There hasn't been much good news coming out of the retail games industry in the UK and US lately, but Peter Moore isn't worried. Speaking at the Credit Suisse 20th Annual Technology, Media & Telecom Conference today, Electronic Arts' chief competition officer brushed aside concerns when asked if the release of new hardware like the PS4 Pro and Xbox One S was sapping dollars from the holiday software lineup.
"I take a long-term view," Moore said. "If there are dollars being invested in hardware, that is great for the industry long term. I don't worry as a video game executive about what's happening this week, or this month, or this quarter. I'm actually enthused if this mid-cycle refresh, which is unique and exciting to us in the publishing business, allows this generation to continue much longer and at a much higher rate than maybe it previously [did].
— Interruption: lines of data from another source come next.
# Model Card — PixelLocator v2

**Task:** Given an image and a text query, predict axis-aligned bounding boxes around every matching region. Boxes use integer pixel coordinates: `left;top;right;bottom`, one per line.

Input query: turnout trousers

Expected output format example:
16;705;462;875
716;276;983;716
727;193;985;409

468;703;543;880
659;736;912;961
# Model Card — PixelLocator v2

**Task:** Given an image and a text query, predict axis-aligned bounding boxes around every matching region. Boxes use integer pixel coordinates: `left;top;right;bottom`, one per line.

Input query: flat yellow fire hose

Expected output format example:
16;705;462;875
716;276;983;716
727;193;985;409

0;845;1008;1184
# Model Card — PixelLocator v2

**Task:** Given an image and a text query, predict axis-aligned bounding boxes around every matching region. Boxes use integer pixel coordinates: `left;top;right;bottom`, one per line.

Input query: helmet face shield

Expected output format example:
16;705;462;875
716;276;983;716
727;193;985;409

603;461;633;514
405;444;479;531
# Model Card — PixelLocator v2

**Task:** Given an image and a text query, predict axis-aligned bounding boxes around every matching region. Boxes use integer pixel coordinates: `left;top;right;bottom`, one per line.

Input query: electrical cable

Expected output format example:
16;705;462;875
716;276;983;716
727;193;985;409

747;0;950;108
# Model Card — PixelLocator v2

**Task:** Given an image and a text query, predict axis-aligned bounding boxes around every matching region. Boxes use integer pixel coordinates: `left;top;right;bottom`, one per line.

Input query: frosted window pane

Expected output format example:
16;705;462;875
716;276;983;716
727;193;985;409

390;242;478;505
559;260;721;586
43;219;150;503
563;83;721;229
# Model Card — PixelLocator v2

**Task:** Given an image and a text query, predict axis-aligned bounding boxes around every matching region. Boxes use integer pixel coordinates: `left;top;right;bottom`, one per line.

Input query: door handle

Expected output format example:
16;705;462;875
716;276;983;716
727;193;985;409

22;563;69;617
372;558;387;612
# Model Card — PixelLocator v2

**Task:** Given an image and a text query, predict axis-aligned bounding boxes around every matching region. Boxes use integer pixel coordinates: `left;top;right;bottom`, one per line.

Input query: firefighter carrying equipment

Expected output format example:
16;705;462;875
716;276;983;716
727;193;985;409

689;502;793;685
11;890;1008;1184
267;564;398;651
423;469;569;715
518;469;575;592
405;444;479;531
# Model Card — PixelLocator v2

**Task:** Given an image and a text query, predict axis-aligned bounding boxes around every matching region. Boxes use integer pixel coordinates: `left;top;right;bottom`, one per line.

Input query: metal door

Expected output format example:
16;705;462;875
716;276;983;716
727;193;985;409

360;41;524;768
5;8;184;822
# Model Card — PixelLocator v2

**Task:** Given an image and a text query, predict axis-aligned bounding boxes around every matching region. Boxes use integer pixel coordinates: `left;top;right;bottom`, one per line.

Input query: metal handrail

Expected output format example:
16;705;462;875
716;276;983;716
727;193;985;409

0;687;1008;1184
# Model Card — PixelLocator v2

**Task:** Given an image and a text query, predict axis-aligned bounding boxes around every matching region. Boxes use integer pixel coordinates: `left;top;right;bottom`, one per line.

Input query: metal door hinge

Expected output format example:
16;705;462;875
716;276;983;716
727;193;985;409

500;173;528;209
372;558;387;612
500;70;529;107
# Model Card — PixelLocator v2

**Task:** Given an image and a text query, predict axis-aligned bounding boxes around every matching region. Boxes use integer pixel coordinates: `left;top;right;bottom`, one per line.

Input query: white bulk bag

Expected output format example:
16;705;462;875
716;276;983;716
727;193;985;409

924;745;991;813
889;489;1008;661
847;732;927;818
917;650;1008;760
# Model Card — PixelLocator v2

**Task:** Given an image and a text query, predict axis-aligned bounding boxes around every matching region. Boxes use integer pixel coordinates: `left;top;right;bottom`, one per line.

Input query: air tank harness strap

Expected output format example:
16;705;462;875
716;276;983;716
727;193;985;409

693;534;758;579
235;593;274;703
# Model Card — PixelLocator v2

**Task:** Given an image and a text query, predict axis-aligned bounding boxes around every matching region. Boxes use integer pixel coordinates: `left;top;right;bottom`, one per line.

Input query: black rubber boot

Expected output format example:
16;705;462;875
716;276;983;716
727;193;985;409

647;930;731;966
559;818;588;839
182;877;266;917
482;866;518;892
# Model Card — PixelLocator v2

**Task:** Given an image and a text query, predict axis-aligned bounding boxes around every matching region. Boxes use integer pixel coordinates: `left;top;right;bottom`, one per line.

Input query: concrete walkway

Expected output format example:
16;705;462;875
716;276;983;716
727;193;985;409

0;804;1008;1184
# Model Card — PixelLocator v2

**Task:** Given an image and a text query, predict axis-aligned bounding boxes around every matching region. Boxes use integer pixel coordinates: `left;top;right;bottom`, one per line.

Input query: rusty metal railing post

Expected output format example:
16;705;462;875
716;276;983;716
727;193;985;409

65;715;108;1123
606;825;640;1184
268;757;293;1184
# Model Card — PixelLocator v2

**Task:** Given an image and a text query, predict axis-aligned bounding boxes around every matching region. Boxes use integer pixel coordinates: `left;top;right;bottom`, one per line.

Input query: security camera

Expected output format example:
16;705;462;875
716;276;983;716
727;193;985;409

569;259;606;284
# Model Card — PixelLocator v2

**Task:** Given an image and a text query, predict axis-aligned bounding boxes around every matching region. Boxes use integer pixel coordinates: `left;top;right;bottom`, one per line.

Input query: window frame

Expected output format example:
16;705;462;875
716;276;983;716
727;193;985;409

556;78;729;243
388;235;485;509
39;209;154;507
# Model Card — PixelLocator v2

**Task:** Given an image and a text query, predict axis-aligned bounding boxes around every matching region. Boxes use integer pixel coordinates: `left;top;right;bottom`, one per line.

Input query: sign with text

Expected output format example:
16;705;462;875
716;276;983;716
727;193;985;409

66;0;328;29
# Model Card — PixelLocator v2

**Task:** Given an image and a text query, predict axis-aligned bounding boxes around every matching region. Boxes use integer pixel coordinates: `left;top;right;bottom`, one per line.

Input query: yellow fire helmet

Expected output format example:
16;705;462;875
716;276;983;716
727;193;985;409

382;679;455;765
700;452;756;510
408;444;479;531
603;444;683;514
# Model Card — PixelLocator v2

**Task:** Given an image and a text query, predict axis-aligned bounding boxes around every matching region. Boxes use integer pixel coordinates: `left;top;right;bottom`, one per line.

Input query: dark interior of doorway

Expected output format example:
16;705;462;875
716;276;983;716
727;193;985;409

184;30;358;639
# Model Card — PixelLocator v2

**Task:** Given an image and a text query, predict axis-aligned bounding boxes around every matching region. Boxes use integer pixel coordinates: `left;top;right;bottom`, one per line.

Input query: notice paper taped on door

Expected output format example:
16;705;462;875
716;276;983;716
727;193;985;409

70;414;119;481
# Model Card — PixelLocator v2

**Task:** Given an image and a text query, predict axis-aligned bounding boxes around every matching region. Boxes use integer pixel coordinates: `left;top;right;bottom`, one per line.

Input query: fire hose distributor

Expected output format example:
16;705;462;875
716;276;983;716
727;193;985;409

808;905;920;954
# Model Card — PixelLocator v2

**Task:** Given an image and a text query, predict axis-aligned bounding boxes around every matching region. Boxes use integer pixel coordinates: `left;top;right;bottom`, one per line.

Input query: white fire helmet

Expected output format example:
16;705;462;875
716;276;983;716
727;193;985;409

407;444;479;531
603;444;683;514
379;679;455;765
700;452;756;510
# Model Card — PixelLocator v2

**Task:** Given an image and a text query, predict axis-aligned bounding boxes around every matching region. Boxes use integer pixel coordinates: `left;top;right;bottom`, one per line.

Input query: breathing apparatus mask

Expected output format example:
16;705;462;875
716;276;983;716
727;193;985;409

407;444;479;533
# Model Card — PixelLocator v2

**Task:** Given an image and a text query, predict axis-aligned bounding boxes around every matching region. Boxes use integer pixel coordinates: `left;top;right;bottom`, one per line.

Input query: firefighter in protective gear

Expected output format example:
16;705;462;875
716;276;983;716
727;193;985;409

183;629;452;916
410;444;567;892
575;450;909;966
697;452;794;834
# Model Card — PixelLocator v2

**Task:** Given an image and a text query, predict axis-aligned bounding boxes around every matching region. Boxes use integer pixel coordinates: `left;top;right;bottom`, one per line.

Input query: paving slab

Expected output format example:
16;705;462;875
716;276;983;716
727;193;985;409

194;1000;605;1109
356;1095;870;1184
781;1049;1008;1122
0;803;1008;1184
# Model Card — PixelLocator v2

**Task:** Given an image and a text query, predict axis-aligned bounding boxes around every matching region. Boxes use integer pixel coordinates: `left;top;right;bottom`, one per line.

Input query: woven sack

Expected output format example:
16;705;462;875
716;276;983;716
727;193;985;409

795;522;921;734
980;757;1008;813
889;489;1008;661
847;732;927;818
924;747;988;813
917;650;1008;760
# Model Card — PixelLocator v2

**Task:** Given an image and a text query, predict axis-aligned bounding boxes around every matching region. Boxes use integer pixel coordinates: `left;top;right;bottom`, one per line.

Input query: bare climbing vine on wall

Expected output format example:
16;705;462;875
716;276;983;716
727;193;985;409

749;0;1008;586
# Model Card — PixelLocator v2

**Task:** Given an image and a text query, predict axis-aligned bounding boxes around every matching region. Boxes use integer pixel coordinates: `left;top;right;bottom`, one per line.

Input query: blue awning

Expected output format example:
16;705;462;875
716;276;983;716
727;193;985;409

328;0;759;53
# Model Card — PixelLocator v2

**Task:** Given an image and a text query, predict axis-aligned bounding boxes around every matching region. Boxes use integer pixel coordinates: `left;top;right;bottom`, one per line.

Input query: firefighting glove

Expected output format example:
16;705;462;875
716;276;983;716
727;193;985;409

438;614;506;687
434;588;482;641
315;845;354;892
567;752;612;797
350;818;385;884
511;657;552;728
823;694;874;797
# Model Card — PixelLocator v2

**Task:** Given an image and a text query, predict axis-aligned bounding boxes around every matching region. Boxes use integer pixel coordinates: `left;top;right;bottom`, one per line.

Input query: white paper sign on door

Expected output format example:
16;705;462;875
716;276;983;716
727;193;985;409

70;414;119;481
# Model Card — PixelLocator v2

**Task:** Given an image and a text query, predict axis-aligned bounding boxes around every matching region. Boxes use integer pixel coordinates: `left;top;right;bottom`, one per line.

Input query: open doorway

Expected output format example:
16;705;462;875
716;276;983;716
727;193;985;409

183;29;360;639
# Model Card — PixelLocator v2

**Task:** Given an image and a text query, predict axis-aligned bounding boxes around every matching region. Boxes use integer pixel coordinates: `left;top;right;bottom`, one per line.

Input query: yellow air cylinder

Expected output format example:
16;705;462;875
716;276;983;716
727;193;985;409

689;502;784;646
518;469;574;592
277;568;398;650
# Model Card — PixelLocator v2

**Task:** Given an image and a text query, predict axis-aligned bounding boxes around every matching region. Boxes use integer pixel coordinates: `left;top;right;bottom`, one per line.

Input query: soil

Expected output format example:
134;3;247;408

He added, "The numbers we have seen reported publicly obviously don't take into account digital, and we're seeing continued strength in digital. And we're going to see in the next few days I'm sure, some of the results of Black Friday... And I think, without giving the game away, I think we're going to be comforted, if not pleasantly surprised. But I'm optimistic, and certainly at EA we're not changing our guidance whatsoever."
When asked about the steep level of discounting on some AAA releases around Black Friday, Moore noted that such promotions are planned out months in advance, oftentimes before the games in question have even launched. He also added that given the current games-as-a-service model embraced by the industry, every copy of a game sold brings with it the opportunity to generate plenty of extra income down the line, which could be used to justify deeper cuts than the industry might have seen for successful games in the past.
As for EA launching Battlefield 1 and Titanfall 2 just a week apart, Moore downplayed the suggestion that one title cannibalized the other, again emphasizing a long-term view over the results of any given sales period, even the game's launch week.
"One thing we do incredibly well is take a great title like this and leverage it for many years to come," Moore said after pointing to the positive critical response to Titanfall 2. "We're going to be selling Titanfall 2 on a global basis for many, many years."